“Mindset” – sang Elang

Once upon a time, lahirlah seekor bayi elang, sayangnya mendung berpihak padanya, ia harus hidup bersama keluarga ayam. Berhari-hari dilaluinya hidup dengan mama ayam dan adik – adik ayam,. Ikut makan dengan mengais makanan, terbang jarak pendek ala ayam, pokoknya seekor elang yang bener-bener jadi the chicken… kotek kotek…

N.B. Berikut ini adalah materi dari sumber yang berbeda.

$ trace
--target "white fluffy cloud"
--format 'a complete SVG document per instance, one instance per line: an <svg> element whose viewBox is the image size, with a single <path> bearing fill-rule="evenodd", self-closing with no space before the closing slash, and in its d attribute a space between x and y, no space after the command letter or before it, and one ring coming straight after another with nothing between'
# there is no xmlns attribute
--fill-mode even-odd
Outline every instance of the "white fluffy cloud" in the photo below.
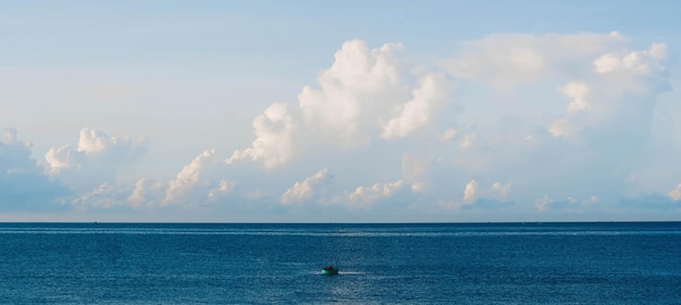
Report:
<svg viewBox="0 0 681 305"><path fill-rule="evenodd" d="M351 207L367 207L379 199L391 197L405 182L398 180L392 183L375 183L371 186L358 186L348 195Z"/></svg>
<svg viewBox="0 0 681 305"><path fill-rule="evenodd" d="M96 129L81 130L78 146L52 147L45 154L48 173L84 192L114 183L121 167L131 166L147 150L146 137L110 136Z"/></svg>
<svg viewBox="0 0 681 305"><path fill-rule="evenodd" d="M589 59L622 45L622 35L497 34L463 44L460 54L443 61L455 77L495 86L531 84L545 75L562 75ZM583 68L582 68L583 69Z"/></svg>
<svg viewBox="0 0 681 305"><path fill-rule="evenodd" d="M30 157L32 146L18 139L16 130L0 130L0 211L54 210L70 193L42 173Z"/></svg>
<svg viewBox="0 0 681 305"><path fill-rule="evenodd" d="M206 171L218 164L214 149L207 149L186 164L174 180L171 180L165 190L162 206L179 205L191 206L205 199L213 182L207 180Z"/></svg>
<svg viewBox="0 0 681 305"><path fill-rule="evenodd" d="M170 180L121 181L116 169L147 141L94 129L81 131L75 148L51 148L44 164L52 178L89 186L71 197L75 206L101 209L245 202L299 212L318 209L296 203L333 203L325 207L351 213L410 200L465 215L507 203L579 211L645 192L681 200L681 185L642 186L670 183L641 174L665 148L653 145L671 142L649 141L656 98L671 84L665 45L632 49L618 33L491 35L460 45L442 60L445 71L413 64L401 49L346 41L297 103L274 102L252 120L249 147L207 149ZM44 173L15 132L1 144L3 181ZM287 179L322 168L293 186Z"/></svg>
<svg viewBox="0 0 681 305"><path fill-rule="evenodd" d="M472 202L478 197L478 181L471 180L463 188L463 202Z"/></svg>
<svg viewBox="0 0 681 305"><path fill-rule="evenodd" d="M391 44L370 49L362 40L343 44L319 75L319 88L304 87L297 107L270 106L253 120L251 147L234 151L226 162L249 158L271 169L305 154L310 143L348 149L375 136L393 139L425 129L450 102L453 84L442 72L407 72L400 49Z"/></svg>
<svg viewBox="0 0 681 305"><path fill-rule="evenodd" d="M226 162L231 164L236 160L250 158L252 161L262 161L265 169L288 162L295 151L294 127L288 106L272 103L263 114L253 120L256 139L252 147L234 151Z"/></svg>
<svg viewBox="0 0 681 305"><path fill-rule="evenodd" d="M681 200L681 183L679 183L679 185L677 185L676 188L669 191L669 198L671 198L674 202Z"/></svg>
<svg viewBox="0 0 681 305"><path fill-rule="evenodd" d="M384 138L404 137L432 122L437 106L445 103L448 97L447 81L443 74L428 74L421 86L413 90L413 99L406 102L399 117L391 119L381 136Z"/></svg>
<svg viewBox="0 0 681 305"><path fill-rule="evenodd" d="M146 150L148 139L133 138L129 135L110 136L96 129L83 129L78 137L78 147L71 145L52 147L45 155L50 172L59 173L65 169L82 170L89 163L98 167L120 164L138 159Z"/></svg>
<svg viewBox="0 0 681 305"><path fill-rule="evenodd" d="M411 184L412 192L425 191L425 173L428 168L425 163L411 154L403 157L401 162L403 179L406 183Z"/></svg>
<svg viewBox="0 0 681 305"><path fill-rule="evenodd" d="M294 186L286 190L282 194L282 204L289 205L295 202L302 202L312 198L314 195L314 186L326 179L329 173L327 169L323 169L315 174L306 178L302 182L296 182Z"/></svg>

Suatu hari, ia melihat burung elang terbang gagah di angkasa, ia bertanya pada adik ayam, “dik, siapakah dia yang terbang menawan dengan kepakan sayap emas itu?” lalu sang ayam menjawab pada kakak elang yang hidup bersamanya “kak, sudahlah, jangan mimpi bisa seperti elang perkasa itu”. Sang Elang yang tersesat hidup itu hanya mengangguk-angguk. Dan akhirnya???

At the end, hingga hari tuanya, sang elang mati dengan kehidupan ayamnya.

***

            “Jika mindset mu dari awal aku akan mati sia-sia, lalu kamu berdiam diri saja, selamanya kamu akan benar-benar menjadi orang yang sia-sia!”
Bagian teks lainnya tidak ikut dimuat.